If I generate a string containing the 3 bytes (as characters) for '“'
(ie 0xE2, 0x80, 0x9C
) and use Memo1.Lines.Add(x)
, it displays as 'â'
(0xE2 in extended ASCII) which it has stored as 0xC3, 0xA2
(UTF-8). The other two bytes of the string are stored as 0xC2, 0x80
& 0xC2, 0x9C
.
How can I indicate that the string that I am adding already has UTF-8 multi-byte characters? And why is the string pasted into the Memo not treated the same way?
I am trying to process text extracted from ePub files.
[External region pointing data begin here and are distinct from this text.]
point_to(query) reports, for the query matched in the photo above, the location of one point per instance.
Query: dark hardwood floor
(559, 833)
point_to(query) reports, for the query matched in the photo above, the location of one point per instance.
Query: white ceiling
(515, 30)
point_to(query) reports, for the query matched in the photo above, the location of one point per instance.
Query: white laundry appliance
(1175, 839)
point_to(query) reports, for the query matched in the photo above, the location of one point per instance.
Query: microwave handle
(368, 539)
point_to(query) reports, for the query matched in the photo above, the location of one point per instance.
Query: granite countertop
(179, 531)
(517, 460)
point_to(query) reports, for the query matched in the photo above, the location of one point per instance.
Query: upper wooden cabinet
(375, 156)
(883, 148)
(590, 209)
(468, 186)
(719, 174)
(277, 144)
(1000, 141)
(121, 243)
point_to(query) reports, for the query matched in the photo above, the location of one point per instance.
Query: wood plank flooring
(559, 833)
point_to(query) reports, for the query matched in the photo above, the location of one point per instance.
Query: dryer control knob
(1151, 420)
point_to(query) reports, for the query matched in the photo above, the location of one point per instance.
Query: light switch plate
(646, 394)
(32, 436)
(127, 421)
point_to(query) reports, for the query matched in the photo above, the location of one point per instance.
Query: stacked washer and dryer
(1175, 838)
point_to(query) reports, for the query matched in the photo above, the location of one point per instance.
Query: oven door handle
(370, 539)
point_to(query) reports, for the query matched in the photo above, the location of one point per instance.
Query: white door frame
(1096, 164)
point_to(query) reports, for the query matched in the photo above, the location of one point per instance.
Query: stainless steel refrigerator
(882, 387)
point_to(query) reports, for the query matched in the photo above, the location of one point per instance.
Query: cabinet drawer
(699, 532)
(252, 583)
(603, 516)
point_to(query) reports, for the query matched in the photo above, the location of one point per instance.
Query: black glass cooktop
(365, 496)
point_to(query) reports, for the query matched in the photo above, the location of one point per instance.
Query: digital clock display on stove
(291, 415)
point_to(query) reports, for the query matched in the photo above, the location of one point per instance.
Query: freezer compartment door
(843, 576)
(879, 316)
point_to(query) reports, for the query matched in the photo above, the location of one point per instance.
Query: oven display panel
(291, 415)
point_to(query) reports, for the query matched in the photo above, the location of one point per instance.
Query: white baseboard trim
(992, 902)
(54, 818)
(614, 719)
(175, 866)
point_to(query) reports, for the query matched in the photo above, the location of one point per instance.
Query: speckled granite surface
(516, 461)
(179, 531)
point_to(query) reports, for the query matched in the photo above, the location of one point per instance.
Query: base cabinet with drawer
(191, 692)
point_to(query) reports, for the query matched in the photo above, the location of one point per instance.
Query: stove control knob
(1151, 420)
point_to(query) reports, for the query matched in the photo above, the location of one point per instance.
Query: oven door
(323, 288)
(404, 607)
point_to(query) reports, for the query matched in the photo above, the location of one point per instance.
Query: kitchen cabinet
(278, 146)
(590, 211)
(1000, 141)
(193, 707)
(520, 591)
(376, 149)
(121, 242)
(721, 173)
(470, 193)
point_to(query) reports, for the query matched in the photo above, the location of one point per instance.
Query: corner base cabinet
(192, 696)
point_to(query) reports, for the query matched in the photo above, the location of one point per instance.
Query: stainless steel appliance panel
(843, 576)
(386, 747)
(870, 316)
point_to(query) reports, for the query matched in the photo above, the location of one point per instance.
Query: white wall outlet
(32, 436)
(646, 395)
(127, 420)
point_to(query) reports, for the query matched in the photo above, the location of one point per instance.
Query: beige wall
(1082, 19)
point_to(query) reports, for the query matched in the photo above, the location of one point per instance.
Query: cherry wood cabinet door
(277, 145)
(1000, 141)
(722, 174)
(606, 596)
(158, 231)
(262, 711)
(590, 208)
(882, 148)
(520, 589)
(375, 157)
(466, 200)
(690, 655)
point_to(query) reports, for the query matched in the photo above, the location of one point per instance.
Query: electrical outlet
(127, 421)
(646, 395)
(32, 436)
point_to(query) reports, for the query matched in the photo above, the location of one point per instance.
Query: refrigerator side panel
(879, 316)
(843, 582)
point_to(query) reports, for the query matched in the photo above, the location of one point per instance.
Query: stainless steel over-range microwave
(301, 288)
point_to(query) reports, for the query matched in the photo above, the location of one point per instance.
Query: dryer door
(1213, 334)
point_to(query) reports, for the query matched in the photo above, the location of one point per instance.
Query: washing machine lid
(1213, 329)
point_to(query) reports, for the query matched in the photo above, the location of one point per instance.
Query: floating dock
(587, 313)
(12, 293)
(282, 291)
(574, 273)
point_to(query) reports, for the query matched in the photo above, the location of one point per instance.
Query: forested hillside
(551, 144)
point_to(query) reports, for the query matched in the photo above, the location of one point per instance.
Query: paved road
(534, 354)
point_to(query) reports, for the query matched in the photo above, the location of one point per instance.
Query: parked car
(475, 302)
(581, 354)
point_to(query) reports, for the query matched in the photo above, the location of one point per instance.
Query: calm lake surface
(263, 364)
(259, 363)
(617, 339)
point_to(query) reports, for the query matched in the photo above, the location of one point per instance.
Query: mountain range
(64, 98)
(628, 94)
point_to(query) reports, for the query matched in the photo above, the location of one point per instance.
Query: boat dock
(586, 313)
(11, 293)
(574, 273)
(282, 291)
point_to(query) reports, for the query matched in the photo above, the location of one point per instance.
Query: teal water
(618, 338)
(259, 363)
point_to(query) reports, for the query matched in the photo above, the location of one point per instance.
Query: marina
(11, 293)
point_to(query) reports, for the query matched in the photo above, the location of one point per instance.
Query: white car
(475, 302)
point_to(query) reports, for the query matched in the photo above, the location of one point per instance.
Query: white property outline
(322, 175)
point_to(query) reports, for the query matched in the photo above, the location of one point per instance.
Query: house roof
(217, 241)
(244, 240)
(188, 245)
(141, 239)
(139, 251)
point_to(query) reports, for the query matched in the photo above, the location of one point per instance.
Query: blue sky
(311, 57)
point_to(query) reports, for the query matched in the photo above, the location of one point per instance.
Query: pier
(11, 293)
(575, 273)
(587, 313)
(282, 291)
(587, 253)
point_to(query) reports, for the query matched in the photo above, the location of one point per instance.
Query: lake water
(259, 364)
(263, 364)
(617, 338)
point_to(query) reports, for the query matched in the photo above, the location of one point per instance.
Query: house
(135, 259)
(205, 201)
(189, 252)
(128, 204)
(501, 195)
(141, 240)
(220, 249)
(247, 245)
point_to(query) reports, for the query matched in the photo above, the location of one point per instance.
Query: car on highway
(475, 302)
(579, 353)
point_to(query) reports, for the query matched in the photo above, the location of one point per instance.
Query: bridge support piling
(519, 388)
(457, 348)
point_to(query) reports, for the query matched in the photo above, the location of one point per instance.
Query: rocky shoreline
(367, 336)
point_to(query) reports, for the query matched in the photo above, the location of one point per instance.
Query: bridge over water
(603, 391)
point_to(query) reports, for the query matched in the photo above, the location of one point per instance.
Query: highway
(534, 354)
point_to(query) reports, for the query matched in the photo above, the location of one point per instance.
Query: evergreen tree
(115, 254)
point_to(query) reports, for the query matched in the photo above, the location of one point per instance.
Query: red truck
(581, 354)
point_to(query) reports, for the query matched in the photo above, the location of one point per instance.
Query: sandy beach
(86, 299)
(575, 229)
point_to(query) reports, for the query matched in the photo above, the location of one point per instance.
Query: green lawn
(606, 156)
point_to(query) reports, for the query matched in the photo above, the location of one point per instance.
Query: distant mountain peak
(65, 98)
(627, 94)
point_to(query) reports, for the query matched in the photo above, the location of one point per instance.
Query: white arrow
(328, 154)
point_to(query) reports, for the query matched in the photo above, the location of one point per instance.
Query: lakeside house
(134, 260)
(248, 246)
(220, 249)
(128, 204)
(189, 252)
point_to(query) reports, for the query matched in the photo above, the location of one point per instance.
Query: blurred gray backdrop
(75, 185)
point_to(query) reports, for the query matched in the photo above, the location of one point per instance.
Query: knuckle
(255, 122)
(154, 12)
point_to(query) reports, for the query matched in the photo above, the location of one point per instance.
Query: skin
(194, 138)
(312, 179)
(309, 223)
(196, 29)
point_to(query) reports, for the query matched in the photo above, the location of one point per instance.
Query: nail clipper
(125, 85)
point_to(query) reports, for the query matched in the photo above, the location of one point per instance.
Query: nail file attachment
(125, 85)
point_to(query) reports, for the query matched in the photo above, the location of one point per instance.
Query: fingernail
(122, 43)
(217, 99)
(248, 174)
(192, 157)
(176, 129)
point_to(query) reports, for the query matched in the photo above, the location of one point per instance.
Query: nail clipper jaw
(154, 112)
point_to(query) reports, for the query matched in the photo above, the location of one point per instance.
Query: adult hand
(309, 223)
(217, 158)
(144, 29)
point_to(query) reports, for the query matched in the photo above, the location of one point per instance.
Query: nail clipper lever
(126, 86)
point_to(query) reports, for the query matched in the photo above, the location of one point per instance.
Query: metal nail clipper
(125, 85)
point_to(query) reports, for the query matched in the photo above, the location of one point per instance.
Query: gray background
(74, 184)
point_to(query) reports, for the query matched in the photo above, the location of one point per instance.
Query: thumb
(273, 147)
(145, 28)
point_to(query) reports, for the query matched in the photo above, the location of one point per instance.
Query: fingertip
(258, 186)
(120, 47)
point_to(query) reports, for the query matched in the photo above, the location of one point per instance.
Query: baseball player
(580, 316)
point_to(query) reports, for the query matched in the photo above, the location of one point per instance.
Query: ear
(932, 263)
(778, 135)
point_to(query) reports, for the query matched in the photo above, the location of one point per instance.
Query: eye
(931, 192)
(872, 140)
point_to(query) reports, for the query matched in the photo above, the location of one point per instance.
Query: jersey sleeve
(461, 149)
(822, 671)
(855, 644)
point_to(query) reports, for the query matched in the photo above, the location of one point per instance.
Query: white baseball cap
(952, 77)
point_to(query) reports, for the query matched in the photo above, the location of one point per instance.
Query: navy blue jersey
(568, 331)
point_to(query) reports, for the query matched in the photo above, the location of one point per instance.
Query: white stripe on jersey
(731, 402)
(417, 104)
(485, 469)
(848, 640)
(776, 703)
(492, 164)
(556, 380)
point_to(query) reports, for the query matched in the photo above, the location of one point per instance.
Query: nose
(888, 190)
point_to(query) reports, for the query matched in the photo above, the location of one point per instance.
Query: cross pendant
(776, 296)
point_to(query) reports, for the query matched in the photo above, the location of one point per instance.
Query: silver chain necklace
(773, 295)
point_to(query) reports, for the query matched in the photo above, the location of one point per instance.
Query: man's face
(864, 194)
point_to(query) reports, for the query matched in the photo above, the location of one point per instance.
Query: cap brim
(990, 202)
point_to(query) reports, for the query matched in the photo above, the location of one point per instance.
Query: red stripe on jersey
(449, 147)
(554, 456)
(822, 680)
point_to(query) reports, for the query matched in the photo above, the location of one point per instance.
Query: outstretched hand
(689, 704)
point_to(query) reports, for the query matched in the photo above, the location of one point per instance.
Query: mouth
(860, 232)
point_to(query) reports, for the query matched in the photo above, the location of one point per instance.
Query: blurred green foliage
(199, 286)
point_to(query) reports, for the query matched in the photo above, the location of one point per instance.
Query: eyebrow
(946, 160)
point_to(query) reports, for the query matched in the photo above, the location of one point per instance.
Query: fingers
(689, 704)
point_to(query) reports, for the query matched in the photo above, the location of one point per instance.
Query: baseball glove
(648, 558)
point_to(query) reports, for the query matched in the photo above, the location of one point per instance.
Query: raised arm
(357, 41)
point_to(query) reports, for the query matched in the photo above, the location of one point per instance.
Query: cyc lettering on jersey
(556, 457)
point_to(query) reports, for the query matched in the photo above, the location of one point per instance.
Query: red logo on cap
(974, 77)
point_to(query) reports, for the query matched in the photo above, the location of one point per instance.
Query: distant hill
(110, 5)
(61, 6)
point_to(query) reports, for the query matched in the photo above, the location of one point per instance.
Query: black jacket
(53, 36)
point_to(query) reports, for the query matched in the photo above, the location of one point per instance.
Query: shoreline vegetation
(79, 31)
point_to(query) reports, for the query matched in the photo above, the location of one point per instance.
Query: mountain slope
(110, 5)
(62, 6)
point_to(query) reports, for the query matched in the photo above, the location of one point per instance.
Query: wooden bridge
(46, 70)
Originally the idea was to generate sort versions of text containing characters with diacritics by replacing them with the un-accented characters, but I ran into this problem of inconsistent displays.
TMemo
(and more generally, TStrings
) works with Delphi’s native string
type only, which in Delphi 2009+ is a UTF-16 encoded UnicodeString
.
Since the Add()
method in your case expects a normal UTF-16 UnicodeString
, you can’t add UTF-8 encoded bytes using this method.
If you have UTF-8 bytes in memory, you have to either:
-
decode the UTF-8 first, such as with
TEncoding.UTF8.GetString()
, eg:Memo1.Lines.Add(TEncoding.UTF8.GetString(utf8Bytes));
-
put the UTF-8 bytes into a
UTF8String
, which the RTL can decode into aUnicodeString
, eg:var utf8Str: UTF8String; SetString(utf8Str, PAnsiChar(utf8Bytes), utf8Length); Memo1.Lines.Add(string(utf8Str));
As for why things work ok when copy/pasting, it is because the text is extracted from the clipboard as UTF-16 when pasted into TMemo
. The copier has to choose whether to place text on the clipboard using either the ANSI (CF_TEXT
) or UTF-16 (CF_UNICODETEXT
) format (the clipboard doesn’t natively support UTF-8, but the copier can use CF_LOCALE
to specify a locale when using CF_TEXT
). The clipboard automatically converts the text to UTF-16 if it is not already in UTF-16.
Best practice is to convert data to/from UTF-16 at the boundaries where the data enters/leaves your app, and then operate only with UTF-16 in memory.